Environment Variables *Recommended value* *Function description*
unset XPU_DUMMY_EVENT *Unsets* XPU_DUMMY_EVENT variable, usually done to ensure real XPU events are used for synchronization and performance measurement.
export XPU_VISIBLE_DEVICES 0,1,2,3,4,5,6,7 *Specify visible XPU Devices*. Here, 8 devices (0 to 7) are specified for inference tasks. This is required for multi-card or distributed inference.
export XPU_USE_MOE_SORTED_THRES 1 Enables the Moe Model *Sort Optimization*.Setting to 1 usually enables this performance optimization.
export XFT_USE_FAST_SWIGLU 1 Enables the *Fast SwiGLU Ops*. SwiGLU is a common activation function, and enabling this accelerates model inference.
export XPU_USE_FAST_SWIGLU 1 Enables the *Fast SwiGLU Ops*. Similar to XFT_USE_FAST_SWIGLU, this enables the fast SwiGLU calculation in Fused MoE Fusion Ops.
export XMLIR_CUDNN_ENABLED 1 Enables XMLIR (an intermediate representation/compiler) to use the *cuDNN compatible/optimized path* (which may map to corresponding XPU optimized libraries in the KunlunCore environment).

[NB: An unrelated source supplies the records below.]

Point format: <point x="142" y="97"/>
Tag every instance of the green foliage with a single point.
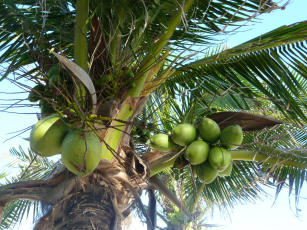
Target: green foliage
<point x="28" y="166"/>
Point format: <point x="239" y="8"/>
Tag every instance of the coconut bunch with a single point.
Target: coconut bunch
<point x="80" y="150"/>
<point x="206" y="147"/>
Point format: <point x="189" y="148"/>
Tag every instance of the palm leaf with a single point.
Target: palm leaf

export XPU_USE_DEFAULT_CTX 1 Sets the XPU to use the default context. Typically used to simplify environment configuration and ensure runtime consistency.
export XMLIR_FORCE_USE_XPU_GRAPH 1 *Forces the enablement of XPU Graph mode.*. This can capture and optimize the model execution graph, significantly boosting inference performance.

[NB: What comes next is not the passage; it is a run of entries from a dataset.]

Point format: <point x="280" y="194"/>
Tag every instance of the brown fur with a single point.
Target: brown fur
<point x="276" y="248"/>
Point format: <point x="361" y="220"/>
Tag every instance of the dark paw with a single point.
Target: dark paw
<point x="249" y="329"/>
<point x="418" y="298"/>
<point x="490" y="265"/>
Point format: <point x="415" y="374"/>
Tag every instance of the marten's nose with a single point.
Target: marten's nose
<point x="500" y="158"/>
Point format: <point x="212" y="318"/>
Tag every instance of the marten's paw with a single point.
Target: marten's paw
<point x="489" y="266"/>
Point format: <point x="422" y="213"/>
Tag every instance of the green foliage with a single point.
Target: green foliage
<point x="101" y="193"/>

export VLLM_HOST_IP $(hostname -i) *Sets the host IP address for the vLLM service*. This uses a shell command to dynamically get the current host's internal IP. It's used for inter-node communication in a distributed environment.

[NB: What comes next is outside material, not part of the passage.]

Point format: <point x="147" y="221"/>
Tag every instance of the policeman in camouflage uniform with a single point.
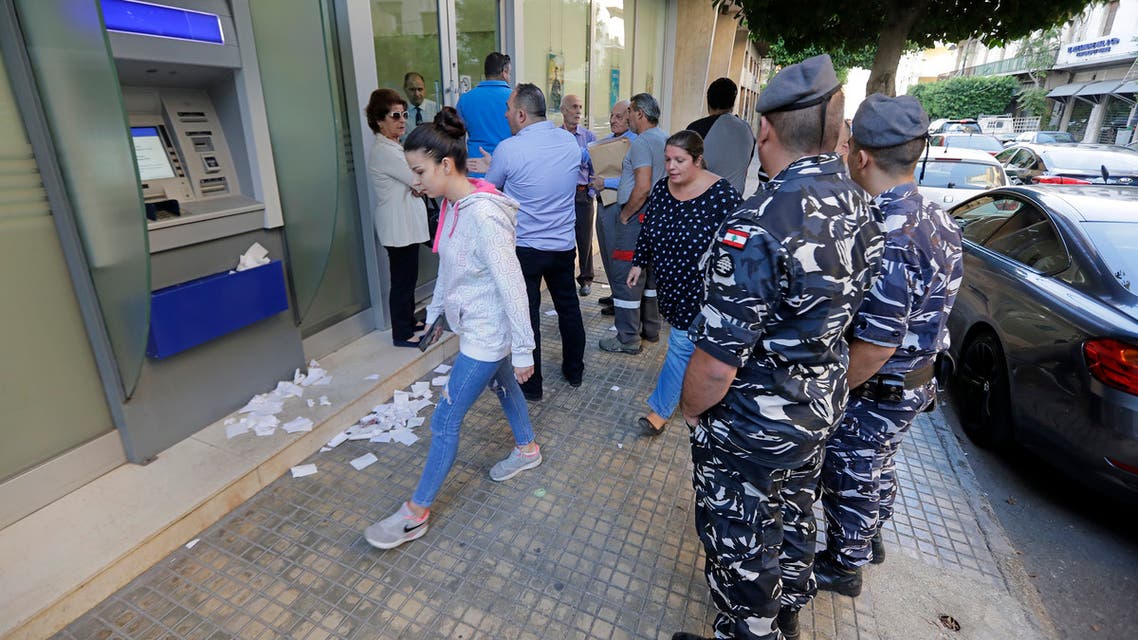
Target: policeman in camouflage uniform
<point x="898" y="331"/>
<point x="766" y="384"/>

export XMLIR_ENABLE_MOCK_TORCH_COMPILE false *Disable Mock Torch Compile Function*. Set to false to ensure the actual compilation and optimization flow is used, rather than mock mode.
USE_ORI_ROPE 1 *Control whether to use the original RoPE (Rotate Position Encoding) implementation*. Default is 1 (use original/standard RoPE). Setting to 0 may be used to enable QWEN3 (possibly the specific quantization or optimization technique of KunlunCore), but this requires specific model support.